When at the close of the war the President of the College conceived the plan of applying to the College itself the work in "personnel" which had been so successfully-.developed as a part of military administration, Professor Husband was manifestly the one man to take charge of it. As applied to college men this work was almost wholly new; it demanded ability to master detail, to organize investigation, to make contact between academic, business, and professional circles; it required sympathy and understanding of young men, and, above all, constructive imagination. In the five years in which Professor Husband has held this position under the title, first, of Associate Dean, and latterly of Director of Personnel Research, he has justified the hopes of the President. Making large use of the developing science of intelligence tests, of personal reports from the faculty, and of all records of the achievements of individual students in the class room and the varied college activities, he has supplemented this information with close personal contact with all the men of the College as they approached the end of their course. On the other side he has made careful studies of the opportunities for college men in business and the professions, himself making close contacts with leaders in a very wide field; and he has been able to advise wisely in choice of life work, and in many cases to help outgoing men to find positions where they could work to best advantage. He early saw the importance of special treatment of men who were under abnormal nervous strain, and he made the service of a specialist in psychotherapy a part of the new department. He has brought his office out of the experimental stage, and made it not only an essential part of the College, but a leader in the personnel work of the academic world at large.

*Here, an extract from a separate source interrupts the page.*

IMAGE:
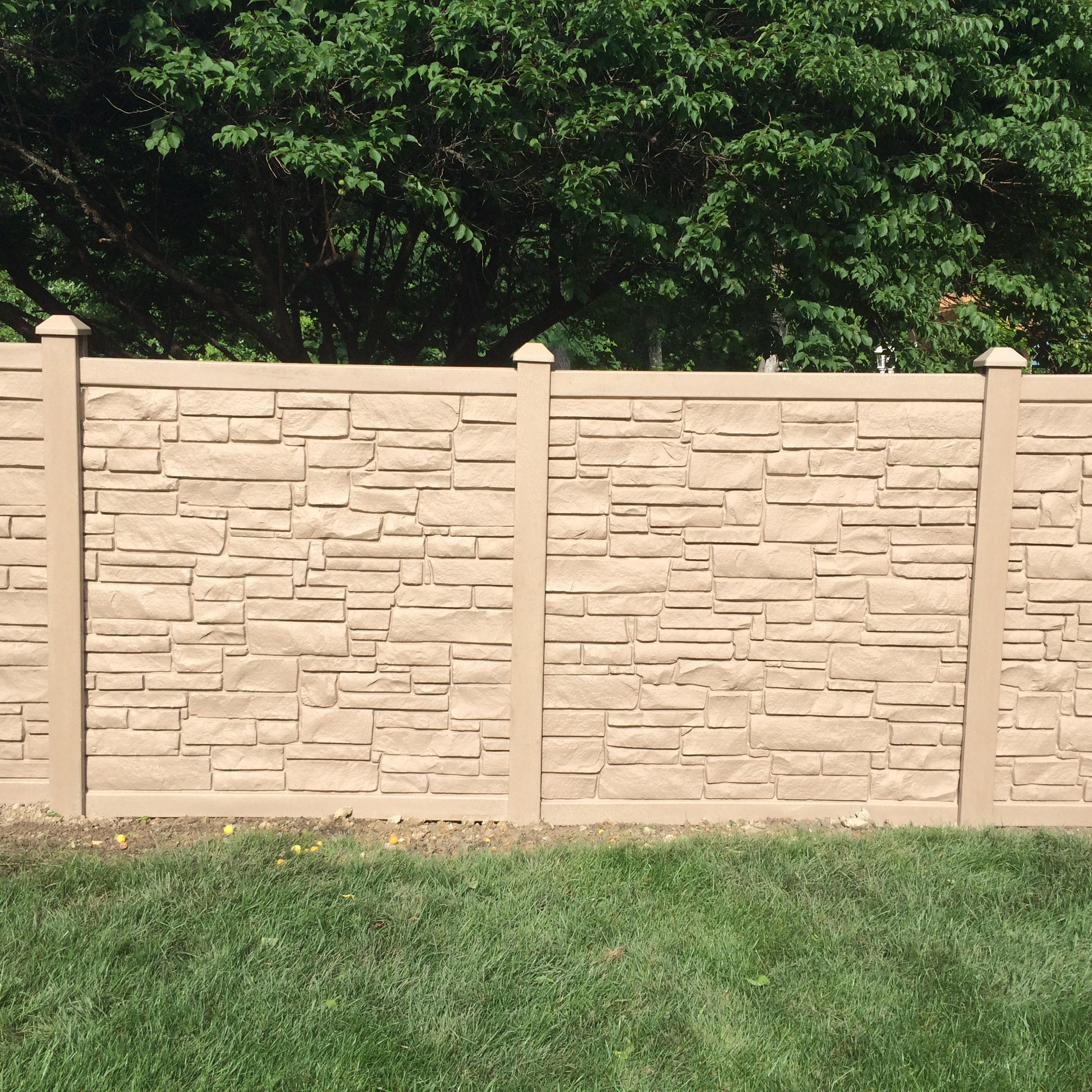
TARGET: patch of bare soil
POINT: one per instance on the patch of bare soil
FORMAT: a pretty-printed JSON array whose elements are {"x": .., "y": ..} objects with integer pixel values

In addition to the heavy work of organizing and developing the personnel office at Dartmouth, Mr. Husband generously gave his help to the establishment of this kind of work in other institutions. He also was a valued member of several national organizations interested in human relations problems, such as the Taylor Society; the Society of Industrial Engineers; Personnel Research Federation, on whose editorial board he served; and until his illness was chairman of the Committee on Relations with the Business Colleges of the American Management Association.

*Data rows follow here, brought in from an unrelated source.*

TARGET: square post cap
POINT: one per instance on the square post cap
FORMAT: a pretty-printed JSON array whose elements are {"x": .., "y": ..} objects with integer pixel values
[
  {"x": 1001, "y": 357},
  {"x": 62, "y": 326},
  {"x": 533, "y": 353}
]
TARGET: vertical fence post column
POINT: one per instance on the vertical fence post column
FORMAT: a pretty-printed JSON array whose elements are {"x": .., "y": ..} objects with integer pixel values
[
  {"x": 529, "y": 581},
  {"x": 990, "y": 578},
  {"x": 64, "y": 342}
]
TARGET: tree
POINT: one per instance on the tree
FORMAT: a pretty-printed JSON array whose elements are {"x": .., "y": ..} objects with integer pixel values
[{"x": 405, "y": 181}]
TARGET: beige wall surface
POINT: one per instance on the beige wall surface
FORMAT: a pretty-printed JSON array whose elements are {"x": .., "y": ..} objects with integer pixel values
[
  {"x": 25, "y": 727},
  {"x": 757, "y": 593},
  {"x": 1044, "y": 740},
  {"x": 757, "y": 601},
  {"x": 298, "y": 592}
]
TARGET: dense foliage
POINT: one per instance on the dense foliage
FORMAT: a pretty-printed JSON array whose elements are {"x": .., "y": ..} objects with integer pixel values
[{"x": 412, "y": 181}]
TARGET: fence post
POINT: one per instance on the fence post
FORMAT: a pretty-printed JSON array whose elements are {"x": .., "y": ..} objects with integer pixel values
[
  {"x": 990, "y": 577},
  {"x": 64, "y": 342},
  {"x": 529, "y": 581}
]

Mr. Husband's hearty comradeship was one of the outstanding features of his personal life; his acquaintance with classical scholars was very wide and his friendships intimate.. In these later years his more public contacts had won him a great circle of friends. His intellectual interests were as wide as his friendships. Professor Husband had the courage and confidence that make for success; he was entirely free from the conceit and selfishness that sometimes mar it. Under three administrations he gave himself largely and generously to the support of the Head of the College; he accepted heavy responsibilities and was never found wanting.

Professor Husband's religious life was sincere and steadfast.. His service to St. Thomas Church at home was supplemented by responsible work in the state as a member of The Council of the Diocese of New Hampshire, and Secretary of the Social Service Department. His sympathies were wholly with the liberal movements in religious thought, and he brought to them study and knowledge beyond that of most laymen.

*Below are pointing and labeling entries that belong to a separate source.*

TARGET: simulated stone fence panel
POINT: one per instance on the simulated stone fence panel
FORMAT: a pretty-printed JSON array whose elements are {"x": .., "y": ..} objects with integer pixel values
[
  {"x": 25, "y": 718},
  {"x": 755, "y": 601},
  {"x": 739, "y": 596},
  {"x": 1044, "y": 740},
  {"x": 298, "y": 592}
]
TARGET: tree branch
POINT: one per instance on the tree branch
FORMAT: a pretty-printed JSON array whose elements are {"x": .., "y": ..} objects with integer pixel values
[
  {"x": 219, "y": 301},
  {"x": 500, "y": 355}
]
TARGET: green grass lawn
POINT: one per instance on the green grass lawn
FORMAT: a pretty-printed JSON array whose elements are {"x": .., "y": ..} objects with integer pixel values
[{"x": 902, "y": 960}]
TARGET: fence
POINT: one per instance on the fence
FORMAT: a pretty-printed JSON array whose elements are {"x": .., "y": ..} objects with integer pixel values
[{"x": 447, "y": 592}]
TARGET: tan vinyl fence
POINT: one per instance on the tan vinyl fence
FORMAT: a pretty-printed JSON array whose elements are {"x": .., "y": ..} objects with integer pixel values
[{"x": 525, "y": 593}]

In 1901 Mr. Husband brought to us his young wife, who had been a comrade in his studies in California; from that time to this she has been the perfect comrade of his life. He lived to see his son Richard holding an honorable place in the sophomore class of the College. The new home on Clement Road was renewing the gracious hospitalities of the former home on Park Street.

In the thought of the passing of a life so useful and the breaking of ties so many and so close, one likes to recall words which many an alumnus will have heard from Professor Husband's lips in the old days—"No evil comes to the good man in life or in death; God cares for him."